Yves est sorti de sa rêverie et il regarde, la main étendue au-dessus de ses yeux, cette lointaine traînée qui blanchit toujours.

...Il n'a pas l'air d'un déserteur, car il porte encore le grand col bleu des matelots. Maintenant, il a très bien vu ces brisants et ce corail, et, en se penchant un peu dans le vide, il crie pour ceux qui sont en bas: «Des récifs par bâbord!»

...Non, Yves n'a pas déserté, car le navire qui le porte est le _Primauguet_, de la marine de guerre.

Il n'a pas déserté, car il est toujours auprès de moi, et, quand il a annoncé de là-haut l'approche de ces récifs, c'est moi qui monte le trouver dans sa hune, pour les reconnaître avec lui.

À Brest, ce mauvais jour où il avait voulu nous quitter, je l'avais vu passer, en déserteur, portant ses effets de matelot si bien pliés dans un mouchoir, et je l'avais suivi de loin jusqu'à Recouvrance. J'avais laissé monter Marie, puis j'étais monté, moi aussi, après eux, et, en sortant, il m'avait trouvé là, en travers de sa porte, lui barrant le passage avec mes bras étendus,--comme jadis à Toulven. Seulement, cette fois, il ne s'agissait plus d'arrêter un caprice d'enfant, mais d'engager une lutte suprême avec lui.
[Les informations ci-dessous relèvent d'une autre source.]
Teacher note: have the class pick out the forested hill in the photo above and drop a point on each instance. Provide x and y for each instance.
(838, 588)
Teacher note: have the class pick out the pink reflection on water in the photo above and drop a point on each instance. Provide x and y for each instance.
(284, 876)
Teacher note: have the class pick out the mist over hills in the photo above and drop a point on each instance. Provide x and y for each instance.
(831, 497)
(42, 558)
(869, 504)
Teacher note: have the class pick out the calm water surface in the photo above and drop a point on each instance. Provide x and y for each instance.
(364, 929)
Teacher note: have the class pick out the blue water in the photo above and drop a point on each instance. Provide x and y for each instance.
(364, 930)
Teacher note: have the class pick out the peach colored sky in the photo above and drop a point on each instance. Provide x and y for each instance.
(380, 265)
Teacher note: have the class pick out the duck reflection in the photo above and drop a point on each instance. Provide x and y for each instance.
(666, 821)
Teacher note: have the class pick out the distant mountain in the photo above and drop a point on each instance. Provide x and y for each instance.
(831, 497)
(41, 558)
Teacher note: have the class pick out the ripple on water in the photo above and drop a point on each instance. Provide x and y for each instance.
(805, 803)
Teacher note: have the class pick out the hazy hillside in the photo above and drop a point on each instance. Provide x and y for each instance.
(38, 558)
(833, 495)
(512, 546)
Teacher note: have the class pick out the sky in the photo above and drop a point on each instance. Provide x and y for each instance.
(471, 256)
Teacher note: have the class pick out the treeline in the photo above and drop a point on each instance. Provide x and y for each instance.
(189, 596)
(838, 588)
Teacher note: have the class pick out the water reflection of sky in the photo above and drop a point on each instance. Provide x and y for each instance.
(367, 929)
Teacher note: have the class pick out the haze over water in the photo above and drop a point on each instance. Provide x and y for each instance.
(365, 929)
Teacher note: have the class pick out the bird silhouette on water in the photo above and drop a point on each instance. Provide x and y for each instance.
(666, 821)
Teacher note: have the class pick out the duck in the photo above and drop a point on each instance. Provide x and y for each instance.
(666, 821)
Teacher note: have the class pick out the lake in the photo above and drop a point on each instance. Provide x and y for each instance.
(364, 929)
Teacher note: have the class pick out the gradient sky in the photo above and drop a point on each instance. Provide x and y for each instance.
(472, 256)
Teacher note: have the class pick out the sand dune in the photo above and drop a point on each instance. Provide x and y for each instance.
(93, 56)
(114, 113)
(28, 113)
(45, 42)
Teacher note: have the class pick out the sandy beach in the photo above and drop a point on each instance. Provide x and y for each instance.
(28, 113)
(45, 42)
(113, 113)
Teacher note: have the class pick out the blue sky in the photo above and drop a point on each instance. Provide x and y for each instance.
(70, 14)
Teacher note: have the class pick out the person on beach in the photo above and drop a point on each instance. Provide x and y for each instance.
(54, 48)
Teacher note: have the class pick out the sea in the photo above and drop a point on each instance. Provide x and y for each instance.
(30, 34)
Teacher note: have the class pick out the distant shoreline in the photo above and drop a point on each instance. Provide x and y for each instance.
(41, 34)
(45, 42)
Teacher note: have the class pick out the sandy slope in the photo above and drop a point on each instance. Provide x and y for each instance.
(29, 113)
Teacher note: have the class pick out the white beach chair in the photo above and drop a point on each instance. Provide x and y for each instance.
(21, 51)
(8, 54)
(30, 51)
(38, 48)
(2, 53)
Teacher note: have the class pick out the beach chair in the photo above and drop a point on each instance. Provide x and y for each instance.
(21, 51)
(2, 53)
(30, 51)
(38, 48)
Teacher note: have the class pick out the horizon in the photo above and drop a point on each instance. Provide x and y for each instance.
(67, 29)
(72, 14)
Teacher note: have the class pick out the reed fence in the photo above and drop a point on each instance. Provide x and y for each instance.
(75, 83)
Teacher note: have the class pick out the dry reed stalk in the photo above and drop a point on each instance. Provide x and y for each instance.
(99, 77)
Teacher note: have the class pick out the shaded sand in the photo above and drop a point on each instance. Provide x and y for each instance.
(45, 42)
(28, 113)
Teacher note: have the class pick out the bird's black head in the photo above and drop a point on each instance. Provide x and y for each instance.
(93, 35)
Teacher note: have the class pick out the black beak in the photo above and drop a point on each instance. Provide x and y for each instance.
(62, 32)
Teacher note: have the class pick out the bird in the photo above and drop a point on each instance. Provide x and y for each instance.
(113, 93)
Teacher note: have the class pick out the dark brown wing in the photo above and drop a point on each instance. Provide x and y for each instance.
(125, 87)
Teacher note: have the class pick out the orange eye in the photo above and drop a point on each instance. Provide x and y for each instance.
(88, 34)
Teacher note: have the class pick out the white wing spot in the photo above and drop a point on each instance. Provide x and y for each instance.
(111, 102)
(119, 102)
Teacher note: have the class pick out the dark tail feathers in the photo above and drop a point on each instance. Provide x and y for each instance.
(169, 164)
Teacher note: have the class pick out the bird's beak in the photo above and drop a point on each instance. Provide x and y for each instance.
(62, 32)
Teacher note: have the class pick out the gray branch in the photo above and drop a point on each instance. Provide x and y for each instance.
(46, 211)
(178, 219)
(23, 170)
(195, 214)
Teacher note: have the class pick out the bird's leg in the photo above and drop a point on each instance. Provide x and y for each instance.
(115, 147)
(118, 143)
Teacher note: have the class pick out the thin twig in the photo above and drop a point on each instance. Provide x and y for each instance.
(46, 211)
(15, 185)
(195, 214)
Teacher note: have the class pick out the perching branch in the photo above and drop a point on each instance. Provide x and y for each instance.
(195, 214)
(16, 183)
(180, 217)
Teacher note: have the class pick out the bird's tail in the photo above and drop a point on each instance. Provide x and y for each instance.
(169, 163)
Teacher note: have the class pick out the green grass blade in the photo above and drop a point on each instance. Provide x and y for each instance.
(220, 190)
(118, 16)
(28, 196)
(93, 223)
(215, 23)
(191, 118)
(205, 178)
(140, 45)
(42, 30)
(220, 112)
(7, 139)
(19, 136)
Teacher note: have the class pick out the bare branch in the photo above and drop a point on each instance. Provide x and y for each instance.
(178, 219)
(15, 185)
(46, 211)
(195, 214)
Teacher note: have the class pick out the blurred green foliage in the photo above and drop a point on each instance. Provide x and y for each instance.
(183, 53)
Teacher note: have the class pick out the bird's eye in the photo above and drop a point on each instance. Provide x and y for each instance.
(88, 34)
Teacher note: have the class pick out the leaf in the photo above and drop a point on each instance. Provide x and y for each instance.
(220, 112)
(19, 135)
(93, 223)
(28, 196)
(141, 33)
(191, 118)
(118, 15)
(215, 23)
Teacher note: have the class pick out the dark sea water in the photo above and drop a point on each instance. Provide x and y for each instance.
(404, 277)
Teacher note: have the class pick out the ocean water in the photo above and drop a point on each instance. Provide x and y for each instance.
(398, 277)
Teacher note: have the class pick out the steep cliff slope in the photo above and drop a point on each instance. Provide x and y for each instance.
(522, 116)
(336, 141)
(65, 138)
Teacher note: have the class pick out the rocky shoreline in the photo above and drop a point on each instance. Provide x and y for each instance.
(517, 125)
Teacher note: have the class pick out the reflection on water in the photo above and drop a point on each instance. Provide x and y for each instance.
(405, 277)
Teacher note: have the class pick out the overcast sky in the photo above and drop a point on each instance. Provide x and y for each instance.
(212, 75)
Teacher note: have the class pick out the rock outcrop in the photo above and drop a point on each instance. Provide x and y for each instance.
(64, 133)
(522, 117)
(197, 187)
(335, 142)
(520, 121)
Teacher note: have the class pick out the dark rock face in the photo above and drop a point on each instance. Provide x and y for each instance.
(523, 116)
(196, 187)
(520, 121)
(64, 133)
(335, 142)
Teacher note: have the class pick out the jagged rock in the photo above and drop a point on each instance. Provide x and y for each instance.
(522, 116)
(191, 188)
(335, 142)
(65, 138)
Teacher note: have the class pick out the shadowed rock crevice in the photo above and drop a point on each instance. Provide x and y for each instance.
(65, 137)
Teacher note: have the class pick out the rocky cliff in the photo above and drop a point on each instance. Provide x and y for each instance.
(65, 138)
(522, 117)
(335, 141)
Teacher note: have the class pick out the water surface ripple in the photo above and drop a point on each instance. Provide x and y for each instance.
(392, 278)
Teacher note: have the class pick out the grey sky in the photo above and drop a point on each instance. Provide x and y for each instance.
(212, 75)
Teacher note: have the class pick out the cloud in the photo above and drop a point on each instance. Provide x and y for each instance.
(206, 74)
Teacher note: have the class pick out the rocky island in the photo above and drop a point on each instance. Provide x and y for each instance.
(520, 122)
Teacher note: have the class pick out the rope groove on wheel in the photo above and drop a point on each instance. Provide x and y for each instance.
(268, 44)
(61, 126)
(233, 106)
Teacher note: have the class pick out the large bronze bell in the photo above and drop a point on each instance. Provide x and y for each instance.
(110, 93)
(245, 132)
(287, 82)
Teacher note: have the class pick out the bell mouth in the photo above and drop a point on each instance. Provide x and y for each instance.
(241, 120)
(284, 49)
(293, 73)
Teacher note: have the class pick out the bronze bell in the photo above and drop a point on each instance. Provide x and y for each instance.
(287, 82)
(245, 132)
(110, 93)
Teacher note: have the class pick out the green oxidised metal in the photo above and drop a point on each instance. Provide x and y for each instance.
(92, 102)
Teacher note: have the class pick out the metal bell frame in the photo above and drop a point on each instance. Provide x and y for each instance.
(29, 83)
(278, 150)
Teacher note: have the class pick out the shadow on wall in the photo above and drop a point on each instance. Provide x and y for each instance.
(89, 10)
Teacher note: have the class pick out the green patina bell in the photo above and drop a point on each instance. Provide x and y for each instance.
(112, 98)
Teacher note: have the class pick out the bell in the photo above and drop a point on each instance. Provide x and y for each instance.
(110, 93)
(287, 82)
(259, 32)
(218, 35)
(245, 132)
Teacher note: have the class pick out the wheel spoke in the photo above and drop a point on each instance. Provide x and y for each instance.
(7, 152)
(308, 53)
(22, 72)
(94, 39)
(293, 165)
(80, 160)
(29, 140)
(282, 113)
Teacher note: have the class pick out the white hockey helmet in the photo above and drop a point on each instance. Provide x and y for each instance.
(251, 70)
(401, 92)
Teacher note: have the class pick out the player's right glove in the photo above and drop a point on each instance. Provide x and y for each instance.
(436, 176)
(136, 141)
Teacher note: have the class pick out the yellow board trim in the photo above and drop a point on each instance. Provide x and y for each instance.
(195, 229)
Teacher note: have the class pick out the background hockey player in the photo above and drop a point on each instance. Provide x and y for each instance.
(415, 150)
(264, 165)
Elle avait été longue et cruelle, cette lutte, et je m'étais senti bien près de perdre courage, de l'abandonner à la destinée sombre qui l'emportait. Et puis elle s'était terminée brusquement par de bonnes larmes qu'il avait versées, des larmes qui avaient besoin de couler depuis deux jours,--et qui ne pouvaient pas, tant ses yeux étaient durs à ce genre de faiblesse.--Alors on lui avait mis sur ses genoux son petit Pierre, qui venait de se réveiller; il ne lui en voulait pas du tout, lui, le petit Pierre, il lui avait tout de suite passé les bras autour du cou. Et Yves avait fini par me dire:

«Eh bien, oui, frère, je ferai tout ce que vous me direz de faire. Mais, n'importe comment, vous voyez bien qu'à présent, je suis perdu...»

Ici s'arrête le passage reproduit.